Source : SDES, RSVERO
Près de 83,8 % des véhicules d’occasion vendus en 2025 sont des motorisations thermiques, contre 87,5 % en 2024.
La motorisation diesel qui représente 44,5 % des ventes, reste la motorisation principale sur le marché de l’occasion mais continue sa baisse tendancielle. Les véhicules à essence représentent 39,3 % des transactions, en recul de 1,3 point par rapport à 2024.
Motorisation des voitures d’occasion en 2024 et 2025
En %
Champ : France, hors immatriculations provisoires et transit temporaire.
Source : SDES, RSVERO
Au regard de la classification Crit’Air, les achats de voitures d’occasion se répartissent entre trois grandes catégories : 41,1 % des achats portent sur des véhicules classés E ou 1, un peu moins d’un tiers sur des voitures Crit’Air 2 (32,6 %) et près d’un quart sur des véhicules Crit’Air 3 et plus.
La part des voitures échangées sur le marché de l’occasion classées E ou 1 progresse de 2,6 points.
Immatriculations des voitures d’occasion en 2025 par classe Crit’Air
En %
Champ : France, hors immatriculations provisoires et transit temporaire.
Source : SDES, RSVERO
Consulter la méthodologie
Avertissement : depuis le bilan des immatriculations 2024, les changements de locataires longue durée sont considérés comme des ventes d’occasion. Les données antérieures ont été révisées. En 2025 cela concerne environ 17 500 véhicules. Ce phénomène devrait prendre de l’ampleur avec la relocation de voitures particulières électriques.

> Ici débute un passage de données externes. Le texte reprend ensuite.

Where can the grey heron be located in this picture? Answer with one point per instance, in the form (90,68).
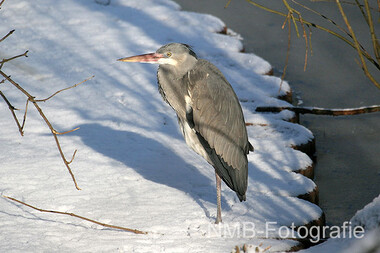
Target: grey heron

La classification Crit’Air
La classification des véhicules polluants repose sur le système des vignettes Crit’Air. Les véhicules sont classés en six catégories, des véhicules peu polluants aux très polluants (électriques, Crit’Air 1 à 5) et « non classés » (véhicules les plus anciens, immatriculés avant 1997). Dans les données publiées par le SDES, la catégorie de vignette est déterminée à partir des informations du certificat d’immatriculation, qu’une vignette ait été commandée ou non par leurs propriétaires.